Please, make the Bad SELinux STOP!

I just spent 4 hours tracking down a samba permissions issue. I am going out of my mind now. And I REALLY hate the people who created SELinux. SELinux is an abortion of common sense. It is, in my humble opinion, a lot like Sendmail programming. Only a select few have any idea how it works, or how to effectively use it. The rest of us (and I tend to count myself among the more knowledgeable out there) are left banging our heads against solid objects thanks to the weirdness that SELinux produces.
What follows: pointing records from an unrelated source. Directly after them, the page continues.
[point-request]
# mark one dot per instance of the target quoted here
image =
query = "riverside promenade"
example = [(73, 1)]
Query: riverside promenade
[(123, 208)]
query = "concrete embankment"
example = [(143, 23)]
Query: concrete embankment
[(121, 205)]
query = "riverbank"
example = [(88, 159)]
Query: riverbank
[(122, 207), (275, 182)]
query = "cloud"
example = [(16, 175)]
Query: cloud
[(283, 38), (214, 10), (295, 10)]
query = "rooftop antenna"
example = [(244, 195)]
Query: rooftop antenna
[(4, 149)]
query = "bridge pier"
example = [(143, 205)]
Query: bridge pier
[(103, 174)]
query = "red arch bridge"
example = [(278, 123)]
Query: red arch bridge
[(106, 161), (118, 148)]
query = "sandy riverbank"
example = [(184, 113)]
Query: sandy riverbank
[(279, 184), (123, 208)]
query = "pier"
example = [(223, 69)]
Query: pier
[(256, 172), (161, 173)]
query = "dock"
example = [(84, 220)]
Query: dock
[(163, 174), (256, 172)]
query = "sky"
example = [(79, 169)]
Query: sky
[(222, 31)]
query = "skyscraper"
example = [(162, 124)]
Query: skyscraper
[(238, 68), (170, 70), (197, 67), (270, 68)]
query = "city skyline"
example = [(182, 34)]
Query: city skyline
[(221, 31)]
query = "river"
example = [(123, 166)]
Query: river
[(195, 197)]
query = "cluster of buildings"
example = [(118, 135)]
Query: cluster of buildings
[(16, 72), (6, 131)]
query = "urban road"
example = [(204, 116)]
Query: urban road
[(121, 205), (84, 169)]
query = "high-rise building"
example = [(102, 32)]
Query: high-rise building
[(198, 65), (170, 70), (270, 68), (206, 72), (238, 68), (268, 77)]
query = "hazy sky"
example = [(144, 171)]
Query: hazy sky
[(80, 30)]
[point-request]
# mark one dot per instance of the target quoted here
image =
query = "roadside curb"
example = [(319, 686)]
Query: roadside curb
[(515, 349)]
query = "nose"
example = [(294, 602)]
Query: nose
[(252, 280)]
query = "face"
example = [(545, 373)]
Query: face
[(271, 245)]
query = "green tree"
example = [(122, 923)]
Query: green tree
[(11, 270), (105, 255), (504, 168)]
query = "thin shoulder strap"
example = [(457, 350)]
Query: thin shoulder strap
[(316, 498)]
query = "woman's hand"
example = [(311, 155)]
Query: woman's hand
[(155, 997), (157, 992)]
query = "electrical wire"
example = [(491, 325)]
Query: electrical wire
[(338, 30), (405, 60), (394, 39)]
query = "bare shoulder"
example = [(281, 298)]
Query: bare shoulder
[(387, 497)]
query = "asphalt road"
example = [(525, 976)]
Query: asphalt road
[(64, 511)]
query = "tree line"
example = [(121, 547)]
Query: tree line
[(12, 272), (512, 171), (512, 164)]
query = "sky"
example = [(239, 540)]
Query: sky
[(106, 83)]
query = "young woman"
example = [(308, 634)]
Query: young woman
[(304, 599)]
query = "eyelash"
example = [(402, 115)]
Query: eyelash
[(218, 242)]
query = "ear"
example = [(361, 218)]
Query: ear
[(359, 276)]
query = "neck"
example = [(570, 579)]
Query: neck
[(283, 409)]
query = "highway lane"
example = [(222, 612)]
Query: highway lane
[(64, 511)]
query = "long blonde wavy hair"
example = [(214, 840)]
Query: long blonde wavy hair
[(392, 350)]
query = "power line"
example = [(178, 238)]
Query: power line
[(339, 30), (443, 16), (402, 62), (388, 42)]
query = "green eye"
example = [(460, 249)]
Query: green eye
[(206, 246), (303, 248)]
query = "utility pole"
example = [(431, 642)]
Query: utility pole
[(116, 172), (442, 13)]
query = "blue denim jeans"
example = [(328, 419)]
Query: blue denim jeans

So on my samba server, I had all the export directories set with permissions 777. My smb.conf file had all export shares as "writable = yes" and I even added in "read only = no". When mounting from my client machine, I added the "rw" option AND even mounted them to mount points that were set at 777 also (though that really doesn't matter).
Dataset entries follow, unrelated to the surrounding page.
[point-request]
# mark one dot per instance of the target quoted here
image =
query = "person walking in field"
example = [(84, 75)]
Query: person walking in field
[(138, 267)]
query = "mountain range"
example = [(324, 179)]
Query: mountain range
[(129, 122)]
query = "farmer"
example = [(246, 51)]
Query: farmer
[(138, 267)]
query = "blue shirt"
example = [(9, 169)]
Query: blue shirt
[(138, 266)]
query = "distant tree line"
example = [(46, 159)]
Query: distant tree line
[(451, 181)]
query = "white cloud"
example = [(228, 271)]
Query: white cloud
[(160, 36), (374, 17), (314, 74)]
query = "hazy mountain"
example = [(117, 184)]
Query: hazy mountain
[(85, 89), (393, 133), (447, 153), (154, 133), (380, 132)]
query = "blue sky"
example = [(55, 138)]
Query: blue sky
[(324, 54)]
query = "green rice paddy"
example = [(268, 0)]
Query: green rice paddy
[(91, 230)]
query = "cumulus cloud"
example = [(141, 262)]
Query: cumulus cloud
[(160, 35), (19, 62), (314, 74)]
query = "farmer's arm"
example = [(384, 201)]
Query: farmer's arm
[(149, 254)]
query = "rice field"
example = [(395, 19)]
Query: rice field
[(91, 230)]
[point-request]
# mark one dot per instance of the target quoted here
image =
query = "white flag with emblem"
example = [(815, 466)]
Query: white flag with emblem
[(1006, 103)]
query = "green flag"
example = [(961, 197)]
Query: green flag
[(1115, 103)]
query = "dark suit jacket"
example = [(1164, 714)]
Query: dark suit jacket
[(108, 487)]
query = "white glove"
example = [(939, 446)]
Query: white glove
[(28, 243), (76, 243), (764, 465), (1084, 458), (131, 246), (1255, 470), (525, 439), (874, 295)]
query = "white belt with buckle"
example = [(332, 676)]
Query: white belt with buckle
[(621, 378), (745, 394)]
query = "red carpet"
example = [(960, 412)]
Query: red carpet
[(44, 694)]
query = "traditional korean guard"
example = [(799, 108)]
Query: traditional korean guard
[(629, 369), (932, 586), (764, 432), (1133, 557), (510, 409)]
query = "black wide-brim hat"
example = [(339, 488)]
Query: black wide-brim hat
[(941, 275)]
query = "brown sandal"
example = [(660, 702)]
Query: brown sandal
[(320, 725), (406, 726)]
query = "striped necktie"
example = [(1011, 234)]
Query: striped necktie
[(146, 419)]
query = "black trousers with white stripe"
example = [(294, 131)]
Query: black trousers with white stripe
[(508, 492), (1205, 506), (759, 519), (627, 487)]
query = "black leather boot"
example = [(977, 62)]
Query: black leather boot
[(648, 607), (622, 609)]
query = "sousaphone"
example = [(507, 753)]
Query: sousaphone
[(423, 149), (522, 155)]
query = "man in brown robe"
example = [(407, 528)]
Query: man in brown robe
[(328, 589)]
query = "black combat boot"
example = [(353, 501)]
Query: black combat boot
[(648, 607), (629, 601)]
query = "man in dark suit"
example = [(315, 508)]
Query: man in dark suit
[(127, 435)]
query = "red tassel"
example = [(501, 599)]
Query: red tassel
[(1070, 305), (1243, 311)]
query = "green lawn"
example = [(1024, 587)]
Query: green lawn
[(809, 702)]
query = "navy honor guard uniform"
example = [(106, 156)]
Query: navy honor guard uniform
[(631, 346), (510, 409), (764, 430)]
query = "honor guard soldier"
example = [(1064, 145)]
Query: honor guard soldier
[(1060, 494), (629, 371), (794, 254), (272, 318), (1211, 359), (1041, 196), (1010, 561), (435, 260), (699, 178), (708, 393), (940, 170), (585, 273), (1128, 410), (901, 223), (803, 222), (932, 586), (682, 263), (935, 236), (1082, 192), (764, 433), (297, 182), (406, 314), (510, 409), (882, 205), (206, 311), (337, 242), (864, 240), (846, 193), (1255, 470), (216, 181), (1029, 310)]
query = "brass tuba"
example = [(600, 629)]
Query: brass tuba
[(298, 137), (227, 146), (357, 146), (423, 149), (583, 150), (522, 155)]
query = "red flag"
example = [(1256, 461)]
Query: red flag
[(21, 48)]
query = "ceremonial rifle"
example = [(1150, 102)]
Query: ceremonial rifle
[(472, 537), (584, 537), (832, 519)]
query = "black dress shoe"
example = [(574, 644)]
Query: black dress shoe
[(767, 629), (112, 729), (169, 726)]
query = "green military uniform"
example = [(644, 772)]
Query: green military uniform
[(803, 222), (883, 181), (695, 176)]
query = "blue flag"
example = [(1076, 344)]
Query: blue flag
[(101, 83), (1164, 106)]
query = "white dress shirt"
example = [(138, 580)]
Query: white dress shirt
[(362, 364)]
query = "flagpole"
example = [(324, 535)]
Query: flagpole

So I could "cd" into the mounted share. I could "ls". I could touch a file (and get a weird "setting time" message). I could echo some garbage into a file. BUT I COULDN'T READ MY OWN FILES!
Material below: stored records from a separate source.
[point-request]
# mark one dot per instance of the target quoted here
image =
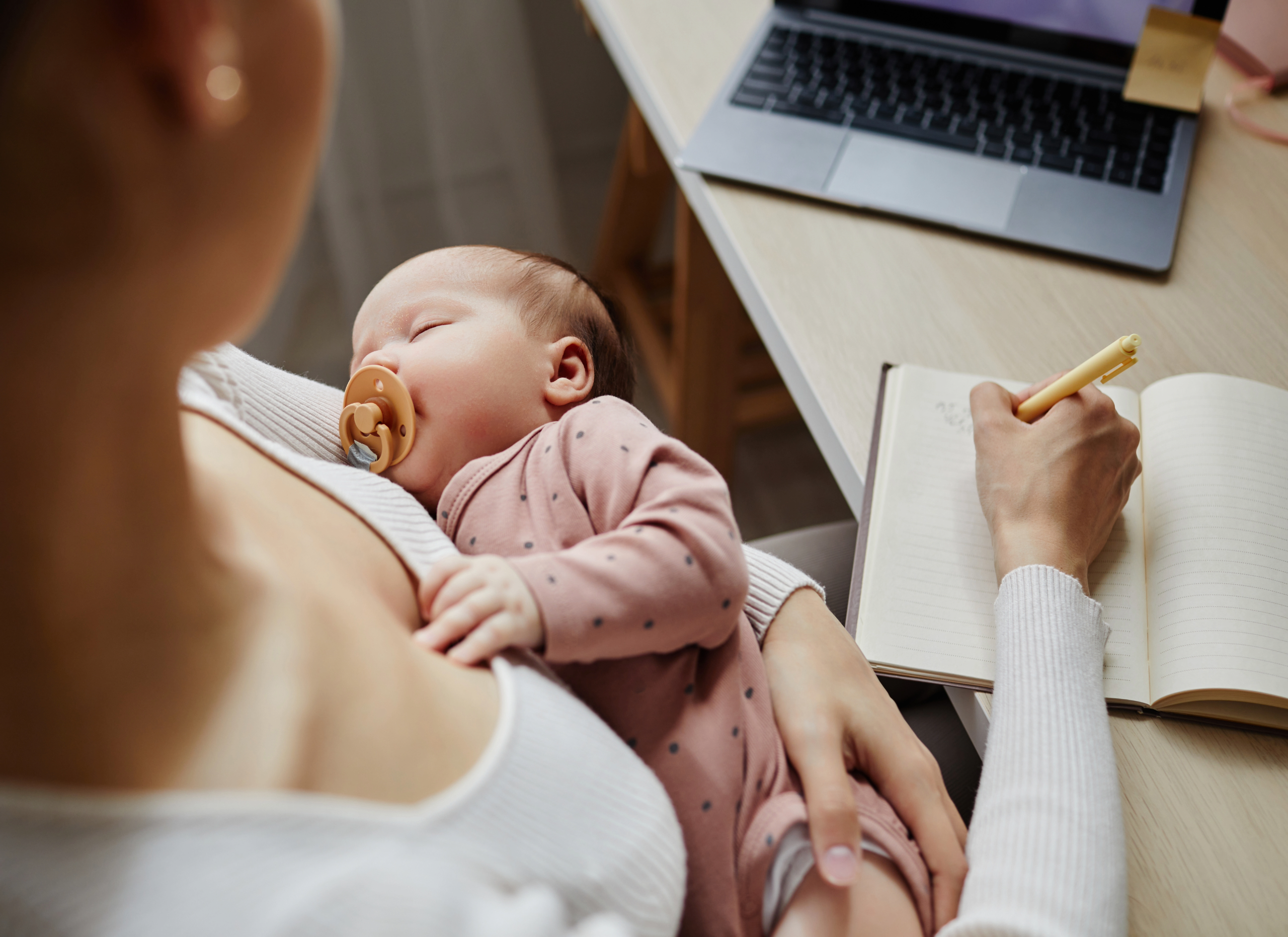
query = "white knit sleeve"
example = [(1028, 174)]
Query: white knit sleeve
[(298, 413), (772, 583), (1046, 847)]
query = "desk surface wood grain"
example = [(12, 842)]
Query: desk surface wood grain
[(838, 292)]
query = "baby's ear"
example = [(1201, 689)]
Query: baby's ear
[(572, 374)]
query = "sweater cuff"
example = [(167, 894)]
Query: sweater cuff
[(772, 582), (1043, 593)]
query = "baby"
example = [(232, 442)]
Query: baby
[(611, 550)]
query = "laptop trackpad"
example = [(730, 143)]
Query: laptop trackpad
[(925, 181)]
I worked on this for 4 hours today, and even sought the advice of some rather bright people at work. Then finally, I happened to notice an SEAlert message in /var/log/messages. It was telling me that SELinux had blocked certain actions.

So the fix, after 4 hours of pain and misery, was "chcon -R -t samba_share_t /[topleveldir]"

That was it. That simple thing fixed all my woes. I had thought I had disabled SELinux on this Red Hat Enterprise 5 box, but apparently I did not. That is going to happen on my next reboot, for sure. For now, I am going to go home after a very long day, drink a beer, watch some Korean slasher film and go to bed and dream of ginger call girls.